The new Student Services Building (SSB) consolidates all student services—registration, tuition, financial aid—and related administrative departments into easily accessible, one-stop service centers. The 140,000-square-foot structure replaces spaces now housed in the existing Classroom, Lab, and Administration (CLA) Tower and Registration Buildings, consolidates key departments located elsewhere on campus and allows for future growth.
In the new three-story building, the service centers are mostly located on the ground level to facilitate access, increase visibility and streamline operations for students and staff. Related offices for academic, student and administrative affairs are arranged on the second level to support services below and encourage collaboration among different departments through shared conference facilities, kitchen areas, and break rooms. Offices for the university president, provost, and university advancement are situated on the third floor. A smaller, two-story wing on the other side of a shaded pedestrian passageway houses testing, conference, and training rooms on the ground level, and the human resources department on the second level.
CO Architects designed the 140,000-square-foot SSB as a new visual gateway to the California State Polytechnic University, Pomona campus. Inspired by the nearby San Gabriel Mountains and foothills, the SSB is topped by an undulating, standing-seam aluminum roof to create a memorable introduction to the campus and tie the building to its context. The 2 acre roof, serves as the main shading device for the curving building and open courtyard between the complex’s two wings. Its metal surfaces extend to 28- to 30-foot-wideoverhangs to protect the aluminum-framed, glazed exterior walls from the sun. The edges of the roof are perforated to filter dappled sunlight and maximize daylight in the building’s interior. To mitigate the desert climate, the architects used extensive daylight and solar heat gain analysis modeling to optimize the roof geometry and minimize lighting and cooling energy loads.

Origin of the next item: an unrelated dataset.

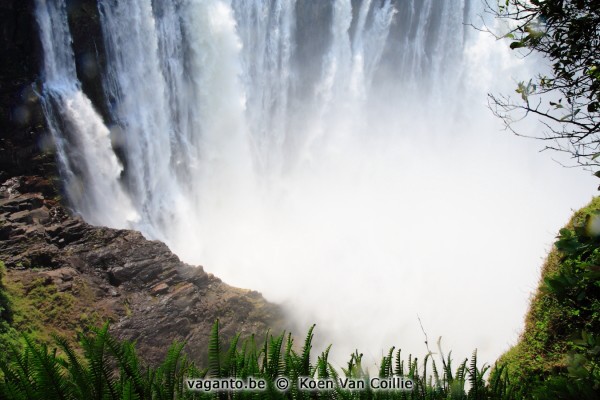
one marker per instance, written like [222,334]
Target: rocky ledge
[145,290]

The main building, occupied by student services and most of the administrative offices uses 65 foot wide floorplates to maximize the amount of daylight reaching the interior, where open offices extend from one side to another. Modular planning and strategic placement of building core elements (shafts, utility rooms, and restrooms) also allows for flexible and easily re-configurable office space. A 50-foot-high passageway leads into a three-story lobby with an information desk where students will be directed to the service center, including enrollment and prospective student centers. From inside the facility, views open to a courtyard at the center of the building. This outdoor area provides spillover space for students waiting to meet with university staff. On the top floor, offices for the university president and provost are situated within an open, loft-like space with 13-foot-high ceilings, clerestory windows and access to roof terraces.
The passageway separates the main building from the two-story wing housing the multi-purpose center. This arcade leads from the main parking area to the student union and library, and is designed to feel like a shaded outdoor street connecting students to the heart of the campus.